There is no sense to any of the following but there have been too many small good things recently. Please regard the following post as a Whitman's Sampler, which my parents have bought one another for Christmas for maybe the past twenty years because they are adorable (the metaphor is also apt because most folks can find at least one thing they adore and abhor in a Whitman's Sampler--for me it's the Toffee Chips and Cherry Cordial, respectively). (Also I just looked up "Whitman's Sampler guide" and found this and that is why I love America.)
Now there is a word I do not miss from campus days of yore. It has been a time of doors, friends, namely the one with the sticky lock that leads to the aqua stairs that lead to my apartment, and the one to my bedroom that must be propped with an obliging rock, and the one that doesn't exist between living quarters and writing quarters and was replaced with some curtains by my mother. Also, previous doors: the screen door of the old apartment that taller folks than I propped so that we could tote my couch out, not once, but twice. The swinging door between kitchen and living room that I'm pretty sure has some petrified Pinto poop from his puppy days that I'm certain has since been painted over in Mind-Destroying White courtesy of the Bell Apartment Company, may their souls writhe in moral agony because they were meanies (except for Mark the Elderly Repair Man on His Customized Golf Cart--he was pretty legit).
In less ambivalent terms, I moved!
And now I reside in an apartment that is two years younger than the entire state of Oklahoma. Mull over that for a moment while you chew on your piece of wheat, then deduce: awesome!
Pinto and I went through a rough adjustment time, wherein he kept his nose a millimeter from my heels and it was not unlike being followed by a loyal elk or walking ottoman. Either way he posed a hazard. But he has finally acclimated, and now he delights in sleeping in his tiger-sized crate or chasing Hemingway, the six-toed cat that lives on the porch. Which leads to:
II. PORCHES AND OTHER INDEFINABLE SPACES
Guys, do you know about porches? I mean, do you know about porches?
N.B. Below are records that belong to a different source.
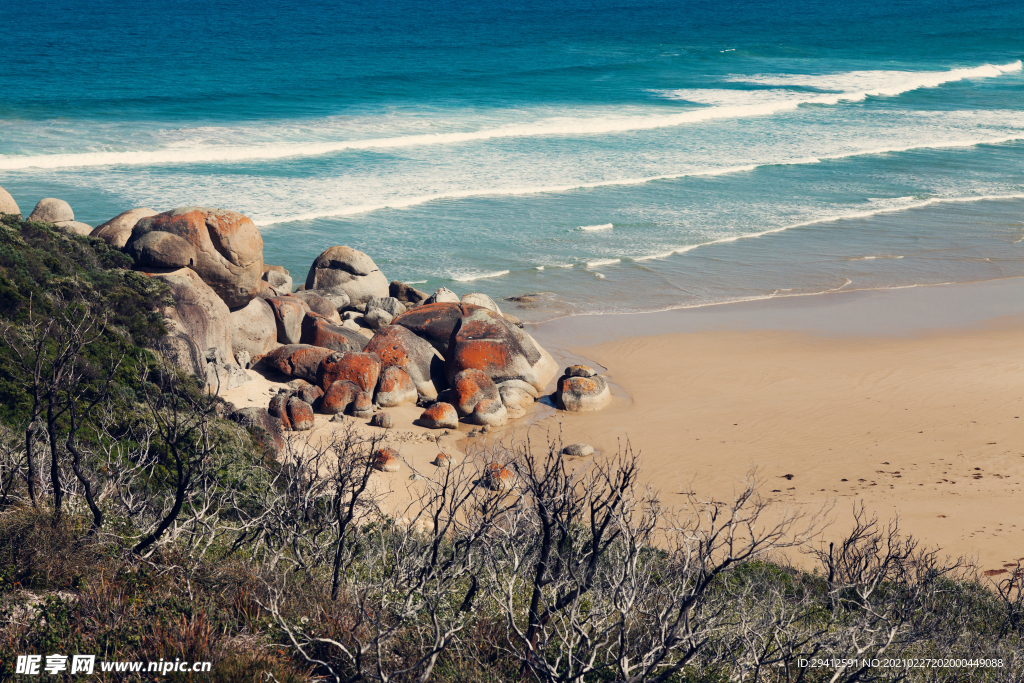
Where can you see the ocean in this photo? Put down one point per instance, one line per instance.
(601, 155)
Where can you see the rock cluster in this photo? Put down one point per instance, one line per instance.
(359, 341)
(582, 389)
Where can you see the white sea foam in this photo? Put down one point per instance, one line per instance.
(603, 261)
(851, 86)
(408, 202)
(913, 204)
(470, 276)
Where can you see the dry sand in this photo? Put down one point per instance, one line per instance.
(922, 418)
(909, 400)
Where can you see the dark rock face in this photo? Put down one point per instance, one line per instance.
(278, 278)
(254, 330)
(435, 323)
(578, 394)
(310, 393)
(406, 293)
(279, 411)
(289, 312)
(382, 420)
(390, 304)
(320, 305)
(395, 387)
(489, 413)
(580, 371)
(228, 248)
(7, 203)
(398, 346)
(299, 360)
(51, 210)
(260, 419)
(439, 416)
(162, 250)
(485, 341)
(117, 230)
(317, 331)
(197, 322)
(387, 460)
(442, 295)
(339, 396)
(470, 387)
(363, 407)
(349, 271)
(364, 369)
(300, 414)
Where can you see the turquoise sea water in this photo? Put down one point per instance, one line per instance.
(607, 155)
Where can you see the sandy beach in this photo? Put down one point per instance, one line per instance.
(909, 400)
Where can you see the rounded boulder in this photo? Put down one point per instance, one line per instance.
(339, 396)
(398, 346)
(228, 247)
(254, 330)
(162, 250)
(382, 420)
(289, 311)
(469, 388)
(320, 305)
(364, 369)
(386, 460)
(435, 322)
(349, 271)
(580, 394)
(7, 203)
(299, 360)
(317, 331)
(395, 388)
(117, 230)
(300, 414)
(439, 416)
(489, 413)
(50, 210)
(197, 321)
(485, 341)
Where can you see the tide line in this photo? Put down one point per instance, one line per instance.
(559, 126)
(542, 189)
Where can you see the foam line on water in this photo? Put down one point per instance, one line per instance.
(540, 189)
(470, 276)
(558, 126)
(834, 218)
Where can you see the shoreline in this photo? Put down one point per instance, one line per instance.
(909, 400)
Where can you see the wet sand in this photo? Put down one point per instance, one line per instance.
(909, 400)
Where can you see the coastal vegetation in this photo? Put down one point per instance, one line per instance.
(138, 523)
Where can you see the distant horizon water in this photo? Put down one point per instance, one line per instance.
(603, 157)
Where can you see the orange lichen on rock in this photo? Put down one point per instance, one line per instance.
(364, 369)
(299, 360)
(386, 460)
(499, 477)
(470, 387)
(440, 416)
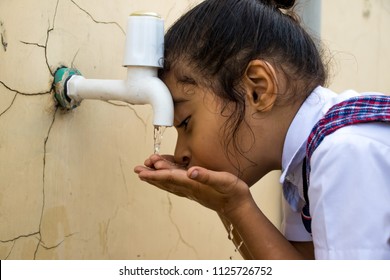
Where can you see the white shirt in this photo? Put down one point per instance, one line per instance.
(349, 190)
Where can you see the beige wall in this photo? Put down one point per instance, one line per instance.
(67, 189)
(357, 36)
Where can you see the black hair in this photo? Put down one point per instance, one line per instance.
(218, 39)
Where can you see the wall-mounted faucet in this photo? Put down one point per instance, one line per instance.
(143, 56)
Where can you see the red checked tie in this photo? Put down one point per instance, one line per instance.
(360, 109)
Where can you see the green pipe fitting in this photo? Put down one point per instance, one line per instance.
(61, 77)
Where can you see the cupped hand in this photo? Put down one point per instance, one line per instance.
(219, 191)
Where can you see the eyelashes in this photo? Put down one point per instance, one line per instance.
(184, 123)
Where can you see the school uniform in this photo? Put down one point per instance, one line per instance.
(349, 184)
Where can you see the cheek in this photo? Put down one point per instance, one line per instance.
(207, 150)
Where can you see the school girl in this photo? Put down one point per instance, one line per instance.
(249, 89)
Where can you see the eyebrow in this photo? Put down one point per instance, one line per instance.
(179, 100)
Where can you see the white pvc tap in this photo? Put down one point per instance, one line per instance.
(143, 56)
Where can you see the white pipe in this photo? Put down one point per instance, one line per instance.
(141, 87)
(143, 56)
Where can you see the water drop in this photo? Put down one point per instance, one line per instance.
(230, 232)
(158, 134)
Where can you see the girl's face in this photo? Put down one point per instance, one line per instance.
(199, 123)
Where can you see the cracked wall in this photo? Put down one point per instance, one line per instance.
(67, 189)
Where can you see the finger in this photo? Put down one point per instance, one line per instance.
(138, 169)
(221, 181)
(174, 181)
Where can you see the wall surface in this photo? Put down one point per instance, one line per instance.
(67, 187)
(356, 35)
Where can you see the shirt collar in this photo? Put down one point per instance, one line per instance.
(307, 116)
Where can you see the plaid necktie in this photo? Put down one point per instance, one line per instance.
(360, 109)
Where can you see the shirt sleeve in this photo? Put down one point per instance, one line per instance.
(349, 195)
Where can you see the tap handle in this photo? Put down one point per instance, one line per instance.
(144, 40)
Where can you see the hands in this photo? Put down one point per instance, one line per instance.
(219, 191)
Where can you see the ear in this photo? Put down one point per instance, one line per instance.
(261, 85)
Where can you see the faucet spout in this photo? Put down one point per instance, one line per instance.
(144, 55)
(141, 87)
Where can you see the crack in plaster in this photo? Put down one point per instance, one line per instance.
(131, 108)
(13, 240)
(3, 36)
(181, 238)
(40, 243)
(96, 21)
(56, 245)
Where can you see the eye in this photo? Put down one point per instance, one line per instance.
(184, 123)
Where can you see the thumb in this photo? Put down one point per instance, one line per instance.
(209, 177)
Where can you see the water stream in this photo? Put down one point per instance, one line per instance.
(158, 135)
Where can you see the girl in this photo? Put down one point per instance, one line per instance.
(247, 83)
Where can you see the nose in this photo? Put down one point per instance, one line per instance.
(182, 154)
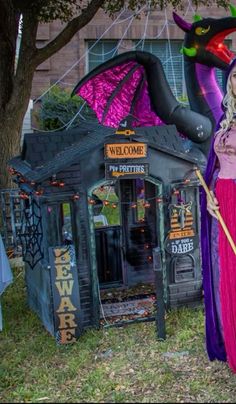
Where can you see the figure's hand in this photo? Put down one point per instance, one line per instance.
(212, 205)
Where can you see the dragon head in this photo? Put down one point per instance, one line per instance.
(204, 39)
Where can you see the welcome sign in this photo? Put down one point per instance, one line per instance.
(131, 150)
(65, 289)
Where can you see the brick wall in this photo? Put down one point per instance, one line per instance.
(54, 68)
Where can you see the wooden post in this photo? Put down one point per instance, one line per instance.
(219, 217)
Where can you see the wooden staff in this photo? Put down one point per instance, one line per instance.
(219, 217)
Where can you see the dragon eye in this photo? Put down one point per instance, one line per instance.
(202, 31)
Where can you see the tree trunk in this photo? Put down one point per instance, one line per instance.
(10, 147)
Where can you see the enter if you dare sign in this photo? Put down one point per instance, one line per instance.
(65, 290)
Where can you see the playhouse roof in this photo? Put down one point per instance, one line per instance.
(46, 153)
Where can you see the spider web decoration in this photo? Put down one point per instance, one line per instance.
(31, 234)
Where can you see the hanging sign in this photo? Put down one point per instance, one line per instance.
(181, 246)
(127, 150)
(131, 170)
(181, 238)
(65, 291)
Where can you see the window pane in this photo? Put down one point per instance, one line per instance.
(172, 62)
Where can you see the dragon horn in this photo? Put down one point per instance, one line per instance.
(197, 17)
(233, 10)
(191, 52)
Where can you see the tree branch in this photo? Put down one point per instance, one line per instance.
(68, 32)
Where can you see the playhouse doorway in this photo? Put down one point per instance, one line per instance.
(108, 236)
(139, 229)
(125, 222)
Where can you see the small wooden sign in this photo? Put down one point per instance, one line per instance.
(65, 290)
(131, 170)
(127, 150)
(181, 246)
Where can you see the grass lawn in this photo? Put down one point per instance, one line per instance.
(108, 365)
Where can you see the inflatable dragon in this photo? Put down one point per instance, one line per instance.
(134, 83)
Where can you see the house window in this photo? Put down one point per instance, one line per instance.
(100, 52)
(172, 62)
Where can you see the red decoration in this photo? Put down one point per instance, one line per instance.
(23, 195)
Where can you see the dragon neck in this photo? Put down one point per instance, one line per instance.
(203, 91)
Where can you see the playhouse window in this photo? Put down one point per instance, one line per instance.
(59, 224)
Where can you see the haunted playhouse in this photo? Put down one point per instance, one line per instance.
(107, 209)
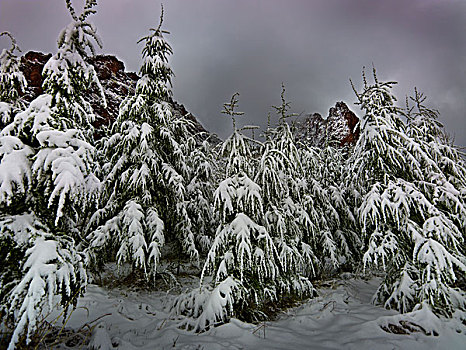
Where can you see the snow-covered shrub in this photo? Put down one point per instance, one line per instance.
(412, 210)
(12, 82)
(49, 266)
(146, 172)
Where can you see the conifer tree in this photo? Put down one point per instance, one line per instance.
(12, 82)
(281, 175)
(405, 208)
(146, 169)
(46, 169)
(241, 260)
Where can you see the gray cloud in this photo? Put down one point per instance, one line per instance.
(251, 46)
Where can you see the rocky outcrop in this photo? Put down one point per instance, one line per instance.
(340, 128)
(116, 82)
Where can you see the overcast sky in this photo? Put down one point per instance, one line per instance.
(251, 46)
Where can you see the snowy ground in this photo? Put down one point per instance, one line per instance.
(342, 317)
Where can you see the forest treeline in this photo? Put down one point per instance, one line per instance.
(263, 219)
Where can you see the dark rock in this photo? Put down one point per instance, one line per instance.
(340, 128)
(117, 84)
(32, 64)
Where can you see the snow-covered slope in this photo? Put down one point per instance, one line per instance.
(342, 317)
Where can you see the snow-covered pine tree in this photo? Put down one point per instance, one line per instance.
(443, 183)
(199, 190)
(334, 237)
(12, 82)
(46, 170)
(146, 170)
(405, 210)
(241, 265)
(281, 177)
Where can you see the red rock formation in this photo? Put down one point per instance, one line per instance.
(117, 84)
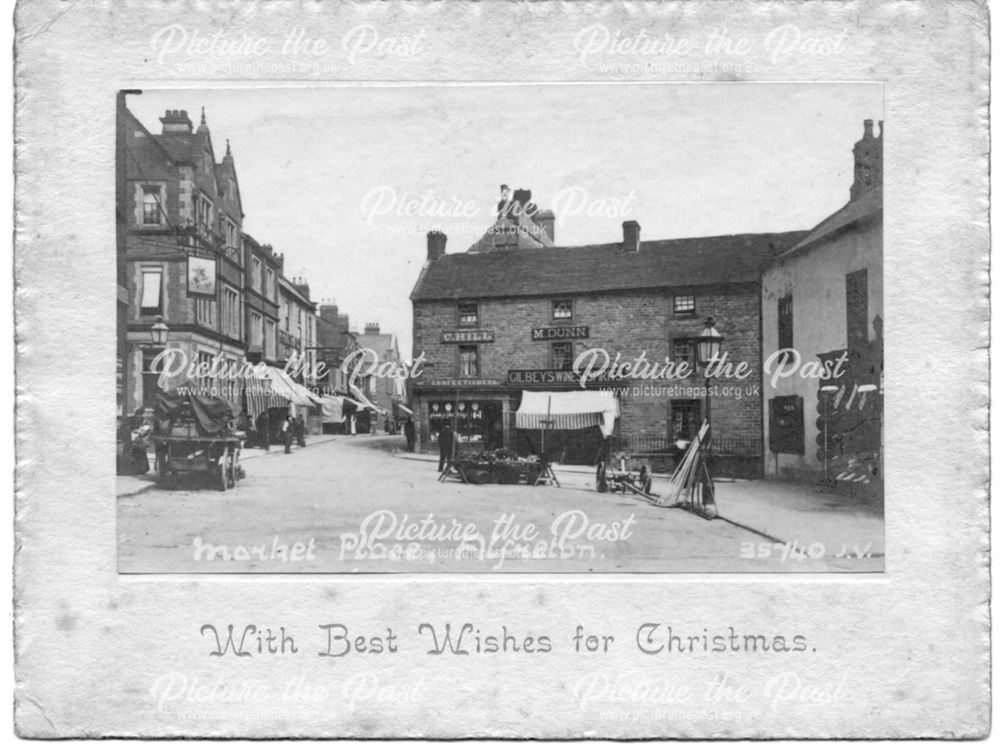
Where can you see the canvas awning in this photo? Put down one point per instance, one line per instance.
(260, 396)
(291, 390)
(568, 410)
(364, 401)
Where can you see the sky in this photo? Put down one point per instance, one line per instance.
(346, 181)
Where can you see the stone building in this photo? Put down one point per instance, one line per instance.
(264, 268)
(181, 215)
(492, 324)
(822, 312)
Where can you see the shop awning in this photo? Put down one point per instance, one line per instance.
(260, 396)
(291, 390)
(568, 410)
(333, 409)
(364, 401)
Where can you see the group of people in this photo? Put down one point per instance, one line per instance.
(291, 431)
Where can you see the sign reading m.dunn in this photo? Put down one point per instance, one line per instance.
(560, 333)
(466, 336)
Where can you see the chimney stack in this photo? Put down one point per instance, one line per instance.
(436, 241)
(867, 162)
(175, 121)
(546, 219)
(630, 234)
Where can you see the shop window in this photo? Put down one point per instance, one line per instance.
(685, 419)
(785, 325)
(562, 309)
(468, 361)
(684, 306)
(151, 211)
(562, 356)
(685, 349)
(468, 315)
(857, 309)
(151, 300)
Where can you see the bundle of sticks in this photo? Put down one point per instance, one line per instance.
(691, 486)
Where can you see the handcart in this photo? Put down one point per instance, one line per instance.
(618, 472)
(194, 436)
(214, 458)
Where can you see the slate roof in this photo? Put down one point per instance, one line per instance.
(528, 235)
(865, 207)
(602, 267)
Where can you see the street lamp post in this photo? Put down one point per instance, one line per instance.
(157, 339)
(709, 349)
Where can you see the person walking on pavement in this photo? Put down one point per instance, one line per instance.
(300, 431)
(264, 431)
(288, 433)
(445, 441)
(411, 434)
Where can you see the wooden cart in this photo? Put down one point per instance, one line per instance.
(618, 474)
(216, 458)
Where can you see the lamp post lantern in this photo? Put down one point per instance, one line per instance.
(158, 333)
(709, 349)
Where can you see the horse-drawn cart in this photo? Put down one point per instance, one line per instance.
(193, 437)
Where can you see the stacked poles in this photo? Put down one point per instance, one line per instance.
(691, 486)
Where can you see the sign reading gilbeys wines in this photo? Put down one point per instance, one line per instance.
(560, 333)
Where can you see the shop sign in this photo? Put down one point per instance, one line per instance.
(467, 336)
(552, 378)
(458, 383)
(560, 333)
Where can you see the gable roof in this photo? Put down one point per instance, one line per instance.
(866, 207)
(546, 271)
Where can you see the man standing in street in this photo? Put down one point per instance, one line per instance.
(410, 431)
(445, 441)
(300, 431)
(288, 433)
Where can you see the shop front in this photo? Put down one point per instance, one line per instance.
(478, 411)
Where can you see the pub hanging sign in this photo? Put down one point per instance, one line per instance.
(467, 336)
(574, 332)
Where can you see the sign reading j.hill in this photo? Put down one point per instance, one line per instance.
(467, 336)
(560, 333)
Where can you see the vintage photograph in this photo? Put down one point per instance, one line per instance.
(474, 328)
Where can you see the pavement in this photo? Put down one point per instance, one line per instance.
(327, 495)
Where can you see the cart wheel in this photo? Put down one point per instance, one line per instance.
(645, 480)
(602, 477)
(231, 477)
(162, 473)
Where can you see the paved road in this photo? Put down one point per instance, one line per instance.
(343, 506)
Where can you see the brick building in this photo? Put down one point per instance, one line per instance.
(492, 324)
(386, 392)
(822, 302)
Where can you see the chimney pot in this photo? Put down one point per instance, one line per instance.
(436, 241)
(630, 236)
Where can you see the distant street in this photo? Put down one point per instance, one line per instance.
(353, 505)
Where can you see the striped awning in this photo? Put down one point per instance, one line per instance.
(291, 390)
(260, 397)
(567, 411)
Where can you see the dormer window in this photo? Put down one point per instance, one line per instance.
(151, 206)
(562, 309)
(684, 306)
(468, 314)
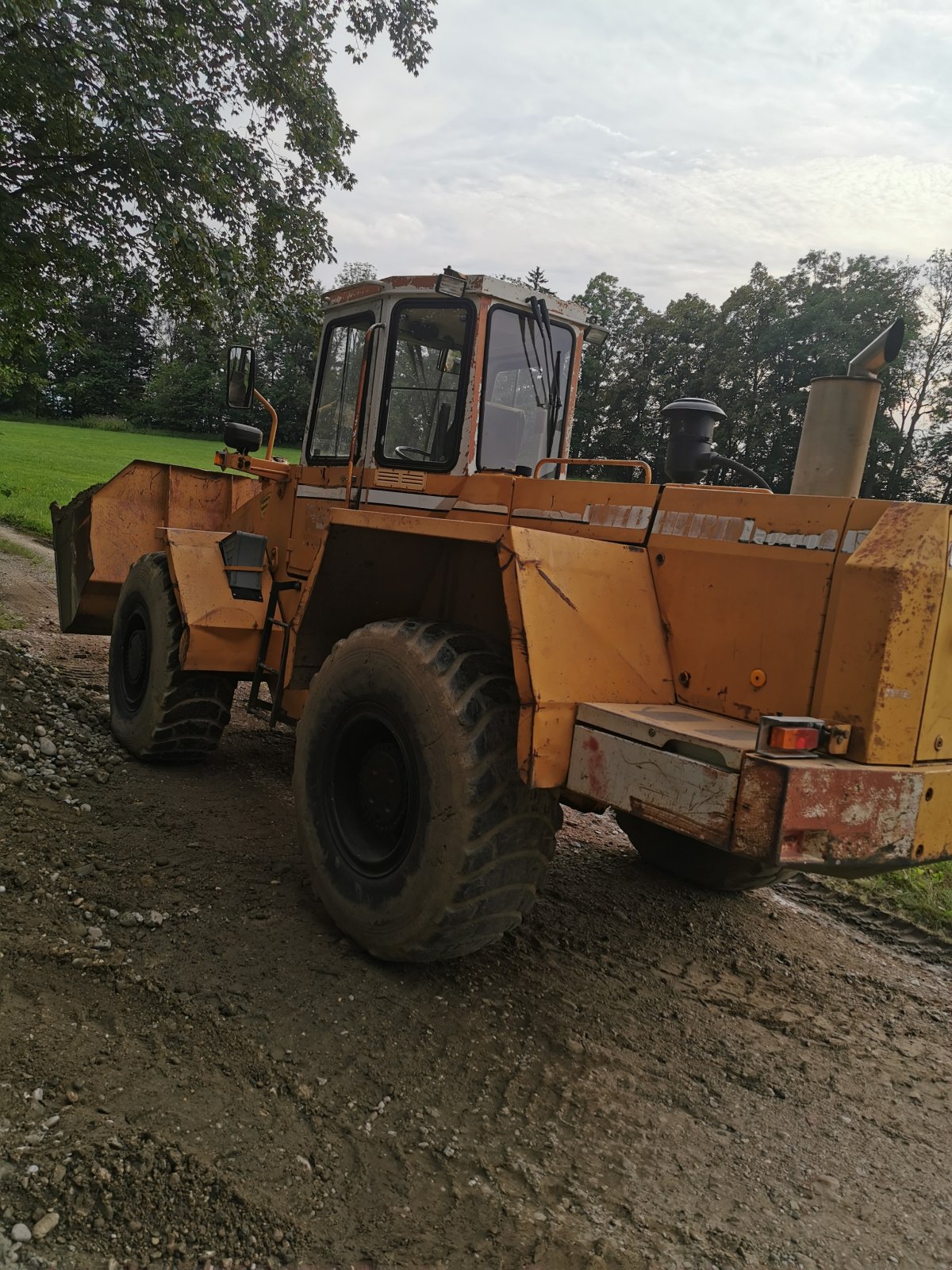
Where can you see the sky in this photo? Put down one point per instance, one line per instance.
(670, 144)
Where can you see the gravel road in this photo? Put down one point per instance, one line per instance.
(197, 1070)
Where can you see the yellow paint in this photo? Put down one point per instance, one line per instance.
(881, 632)
(221, 633)
(742, 582)
(570, 645)
(936, 730)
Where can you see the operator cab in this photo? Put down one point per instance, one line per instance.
(446, 374)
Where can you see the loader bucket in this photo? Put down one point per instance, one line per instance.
(74, 563)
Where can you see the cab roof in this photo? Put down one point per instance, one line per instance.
(476, 285)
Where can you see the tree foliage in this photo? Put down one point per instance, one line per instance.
(196, 139)
(755, 356)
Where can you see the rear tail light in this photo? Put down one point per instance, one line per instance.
(785, 737)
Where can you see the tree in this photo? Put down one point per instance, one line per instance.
(105, 361)
(355, 272)
(924, 381)
(197, 140)
(537, 281)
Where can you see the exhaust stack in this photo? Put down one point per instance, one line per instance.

Did you know, for instance, that you can lug your excruciatingly large and comfortable couch to a its semi-permanent home at a friends house at 4 p.m. or thereabouts and then spend approximately six hours sitting on a porch swing, simply swinging and shouting at the cars (and/or horse-and-carriages did you know Wilmington is magical because it is) for something like six hours afterwards? Did you also know you can gather to presumably watch Blue Velvet and instead spend another something-like-six hours on a porch drinking sweet tea and bourbon instead?
Did you also know that one minute on a porch swing has approximately the same effect as 1) strong shot of whiskey or 2) half a narcotic or 3) ten minutes holding a baby and/or sleeping animal in terms of how much better you feel afterward?
All of these things are true.
Sadly, I do not myself possess a porch, but my friends two streets over do, and so Pinto and I tromp over there with embarrassingly regularity. What we do there is a mystery to me, but it is much like a bar in its dark and tempting pull, where you know, should you dare to plant yourself on the stoop steps, you will be rooted for at least the rest of the day. This leads to:
Summer is over. My daily production of sweat would argue otherwise, but according to the good ol' planner, it's true. Classes start tomorrow, and my tuition is due, and I can't believe it, really. Here is the part where I get all sentimental and start pulling nostalgic conclusions from things, the old "this time last year" modus operandi which is foolish and not productive. But we'll put it this way: everything that happened last year has happened again, and this time with gusto! As in, I moved. I've made friends. I've eaten good food. I've gone on good walks.
And, last but not least, not at all, I threw an amazing party.
This party was not amazing by standards of previous parties I have helped coordinate (AHEM WAGNER AND VODKA AHEM). In fact, I'm sure some people did not have an impeccable time because my dog jumped on them in a moment of unfettered glee and maybe or maybe not accidentally kind of punched this person in the nuts. Or because I insisted they try the combination of Cheerwine (aka North Carolina Dr. Pepper, only flat) and Svedka. Or because they were sweating because it's hot in my apartment.
But! It was still amazing.
And it was amazing in the goofy way all parties are amazing--solely for being an amazing party. There were no kegstands or pot shots delivered by frat brothers from the next suite over, but there were a lot of people, and a lot of drinks, and a lot of lovely dresses, one of which was worn by me, and which, shall we say, did not go to waste that evening. And maybe I was washing cups for half an hour straight the next day and my three middle toes are still numb from the combination of cobblestones and heels, but all in all--worth it. Utterly and totally.
And this leads me to:
FALL: Hamilton, you have a lot to live up to when I grace your hill this October. Prepare now. Cake would be nice, but friends (!!!!) will do.